3D RECIST Estimation: As described in the main text, the estimated RECIST of off-RECIST-slices is projected from the actual RECIST diameters via Pythagorean theorem using physical Euclidean distance. In Fig. 9, we visualize the process of RECIST projection, where the length of the long/short axis on the off-RECIST-slice is calculated based on the long/short axis ratio of the actual RECIST diameters. Meanwhile, the intersection of each pair of long and short axes is fixed to the same position as the intersection of the actual RECIST.
|Deep Lesion RECIST-Slice (Testing Images)|
Label Map Initializations: We also consider generating the initial training label maps from the images after super-resolution. As shown in Table 6, the row of GrabCut-R-SR presents recall, precision, and mDICE of the training labels produced from applying GrabCut-R on the super-resolution images. However, we observe that the differences between results produced by GrabCut-R or GrabCut-R-SR are not significant. This may be because GrabCut  cannot fully make use of the augmented image information compared to deep CNN models.

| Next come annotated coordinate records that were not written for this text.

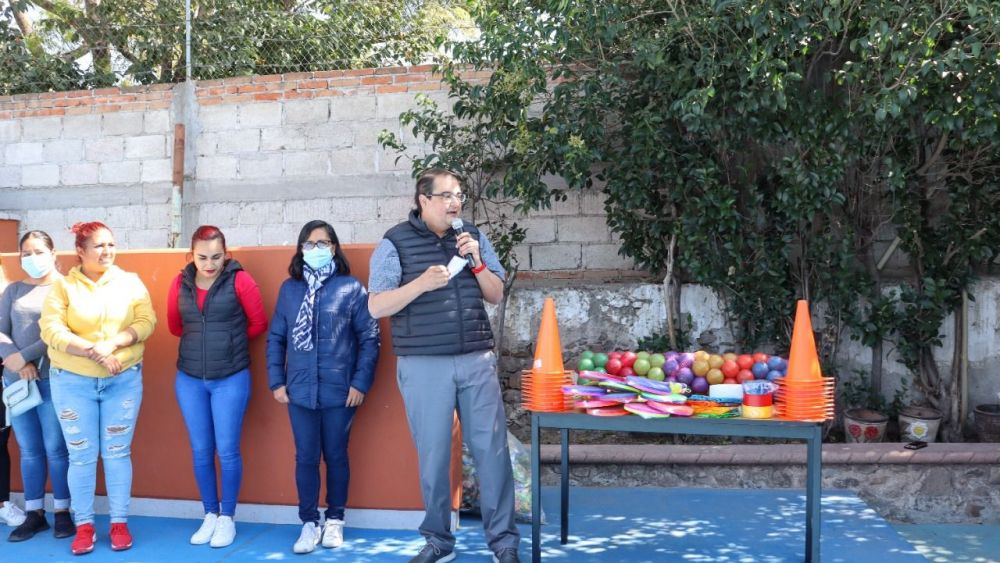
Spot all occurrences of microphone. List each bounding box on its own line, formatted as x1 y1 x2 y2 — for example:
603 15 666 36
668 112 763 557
451 219 476 270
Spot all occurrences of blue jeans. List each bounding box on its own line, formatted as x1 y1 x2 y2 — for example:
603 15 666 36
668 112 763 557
49 364 142 525
10 379 69 510
288 404 357 523
174 369 250 516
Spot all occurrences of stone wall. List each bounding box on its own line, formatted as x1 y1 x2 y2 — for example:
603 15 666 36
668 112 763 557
0 66 632 272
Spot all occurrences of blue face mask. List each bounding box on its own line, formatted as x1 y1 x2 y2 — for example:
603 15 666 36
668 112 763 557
21 254 55 280
302 248 333 270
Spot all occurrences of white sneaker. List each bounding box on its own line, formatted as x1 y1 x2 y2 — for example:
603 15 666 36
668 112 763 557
292 522 319 553
191 512 219 545
323 520 344 547
0 501 25 526
211 516 236 547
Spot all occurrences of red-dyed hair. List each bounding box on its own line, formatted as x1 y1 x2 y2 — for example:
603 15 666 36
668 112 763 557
69 221 113 248
191 225 226 253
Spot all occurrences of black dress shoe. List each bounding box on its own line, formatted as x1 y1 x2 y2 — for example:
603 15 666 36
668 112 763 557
55 510 76 538
7 510 49 541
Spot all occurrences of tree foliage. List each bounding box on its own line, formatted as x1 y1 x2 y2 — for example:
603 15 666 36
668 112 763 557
382 0 1000 438
0 0 468 94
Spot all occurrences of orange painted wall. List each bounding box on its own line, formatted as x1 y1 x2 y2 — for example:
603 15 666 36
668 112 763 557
0 219 18 252
3 245 461 510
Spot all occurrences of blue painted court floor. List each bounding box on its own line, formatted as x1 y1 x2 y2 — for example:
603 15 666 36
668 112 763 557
0 487 1000 563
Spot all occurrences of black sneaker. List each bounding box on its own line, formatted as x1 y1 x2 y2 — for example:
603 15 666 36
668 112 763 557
410 542 455 563
54 510 76 538
493 547 521 563
7 510 49 541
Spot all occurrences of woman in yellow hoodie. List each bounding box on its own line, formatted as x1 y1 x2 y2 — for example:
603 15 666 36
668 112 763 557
39 222 156 555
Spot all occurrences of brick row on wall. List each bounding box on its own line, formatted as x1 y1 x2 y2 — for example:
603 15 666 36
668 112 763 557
0 66 631 277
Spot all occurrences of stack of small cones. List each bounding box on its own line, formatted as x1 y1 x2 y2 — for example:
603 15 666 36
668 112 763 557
521 297 573 412
774 300 836 422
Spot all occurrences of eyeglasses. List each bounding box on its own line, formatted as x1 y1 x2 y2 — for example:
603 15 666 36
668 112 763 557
302 240 333 250
427 192 469 203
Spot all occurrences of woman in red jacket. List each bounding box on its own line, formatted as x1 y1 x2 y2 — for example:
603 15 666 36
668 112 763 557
167 225 267 547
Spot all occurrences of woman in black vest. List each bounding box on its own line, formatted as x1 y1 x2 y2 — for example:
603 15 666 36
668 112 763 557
167 225 267 547
267 221 379 553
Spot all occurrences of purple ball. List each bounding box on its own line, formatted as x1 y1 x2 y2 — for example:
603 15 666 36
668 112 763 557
674 368 694 385
677 352 694 368
691 377 708 395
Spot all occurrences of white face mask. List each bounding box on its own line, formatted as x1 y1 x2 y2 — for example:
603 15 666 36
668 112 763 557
21 254 55 280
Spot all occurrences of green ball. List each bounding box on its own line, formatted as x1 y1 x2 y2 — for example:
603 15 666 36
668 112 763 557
593 352 608 368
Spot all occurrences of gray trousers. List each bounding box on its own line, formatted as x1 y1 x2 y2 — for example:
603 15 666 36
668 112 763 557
396 351 521 552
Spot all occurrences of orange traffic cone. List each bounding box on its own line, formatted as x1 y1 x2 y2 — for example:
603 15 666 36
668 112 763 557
786 299 823 381
531 297 565 373
774 300 836 422
521 297 572 412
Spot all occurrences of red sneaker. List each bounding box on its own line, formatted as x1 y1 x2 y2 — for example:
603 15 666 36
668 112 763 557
70 524 97 555
111 522 132 551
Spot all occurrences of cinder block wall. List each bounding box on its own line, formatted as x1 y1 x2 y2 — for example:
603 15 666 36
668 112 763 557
0 66 633 277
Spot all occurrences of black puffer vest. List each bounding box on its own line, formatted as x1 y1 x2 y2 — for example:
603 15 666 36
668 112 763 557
385 211 493 356
177 260 250 379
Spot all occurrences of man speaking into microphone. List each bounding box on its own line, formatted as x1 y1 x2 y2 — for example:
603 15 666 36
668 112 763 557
368 168 520 563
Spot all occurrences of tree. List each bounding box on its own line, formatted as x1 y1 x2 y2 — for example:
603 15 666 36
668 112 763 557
384 0 1000 436
0 0 468 93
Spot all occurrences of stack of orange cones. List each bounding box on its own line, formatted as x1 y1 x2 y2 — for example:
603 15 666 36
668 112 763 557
521 297 573 412
774 300 836 422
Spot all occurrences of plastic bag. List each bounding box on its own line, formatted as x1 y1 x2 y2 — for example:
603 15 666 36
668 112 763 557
461 431 545 524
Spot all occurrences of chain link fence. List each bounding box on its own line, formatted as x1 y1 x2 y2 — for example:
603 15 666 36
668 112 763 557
0 0 475 95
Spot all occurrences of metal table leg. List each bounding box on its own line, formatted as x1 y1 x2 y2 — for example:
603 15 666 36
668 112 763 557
806 425 823 563
531 414 542 563
559 428 569 545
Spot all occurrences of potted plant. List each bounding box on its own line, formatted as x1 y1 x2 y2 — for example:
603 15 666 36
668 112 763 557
974 400 1000 442
840 370 903 443
899 405 941 442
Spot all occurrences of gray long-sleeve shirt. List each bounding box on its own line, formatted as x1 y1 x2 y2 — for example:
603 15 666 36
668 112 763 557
0 282 52 383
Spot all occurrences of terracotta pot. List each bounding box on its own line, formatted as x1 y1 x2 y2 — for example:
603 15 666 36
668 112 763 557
899 407 941 442
975 405 1000 442
844 409 889 444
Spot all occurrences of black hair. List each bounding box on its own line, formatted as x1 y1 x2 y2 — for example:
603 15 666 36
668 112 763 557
288 219 351 280
413 167 464 215
17 231 56 252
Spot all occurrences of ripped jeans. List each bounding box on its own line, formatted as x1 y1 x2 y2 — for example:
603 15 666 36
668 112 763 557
49 364 142 526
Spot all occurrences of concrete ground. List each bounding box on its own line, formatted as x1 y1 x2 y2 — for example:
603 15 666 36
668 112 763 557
0 487 1000 563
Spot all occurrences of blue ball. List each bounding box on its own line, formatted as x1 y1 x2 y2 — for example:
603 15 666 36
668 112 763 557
750 362 771 379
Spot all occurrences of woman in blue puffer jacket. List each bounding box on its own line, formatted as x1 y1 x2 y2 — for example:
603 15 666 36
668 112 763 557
267 221 379 553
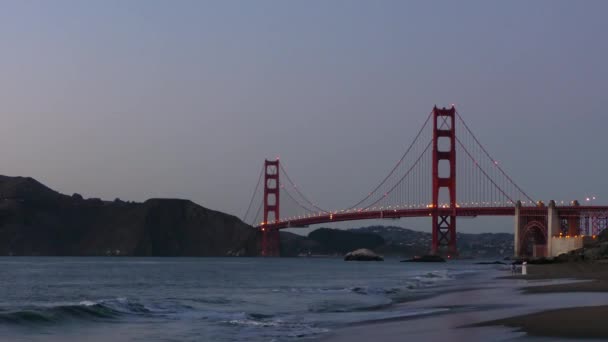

Therefore we only use the original CT images to generate training label maps in the main submission.
3D Segmentation with WSSS: More quantitative evaluations of the proposed weakly supervised self-paced segmentation (WSSS) are presented in Fig. 10 and Fig. 11. These results are based on the HNN based lesion segmentation models that are trained on the RECIST-slice, and under WSSS-3/5/7 settings, which means that the HNN model is trained in a self-paced manner with 3, 5, and 7 axial slices, respectively. Limited improvement is observed from WSSS-7 against WSSS-5 in Fig. 10, which indicates the convergence of model training. Therefore, we report the outputs of WSSS-5 as the best 3D segmentation results in the main submission.
Subjective Study: GUI snapshots of our subjective study are displayed in Fig. 12 and Fig. 13. Of note, we allow the radiologist to reject both manual and automatic segmentation in Visual Comparison Study, and this explains why the sum of WSSS-over-manual (72), manual-over-WSSS (269), and inseparable (645) is 986, which is less than 1,000. In our study, 14 pairs of both WSSS and manual segmentation results were rejected at the same time.
RECIST-Slice Segmentation with Super-resolution CT Images: Finally in Fig. 14, we compare the results of RECIST-slice segmentation with and without image super resolution augmentation via our proposed stacked GAN models. We find, in the lesion categories of abdomen and soft-tissue, the super-resolution images preserve sharper lesion boundaries than the original CT images and their corresponding segmentation results are indeed superior in delineating better lesion boundaries with higher accuracy than raw CT images.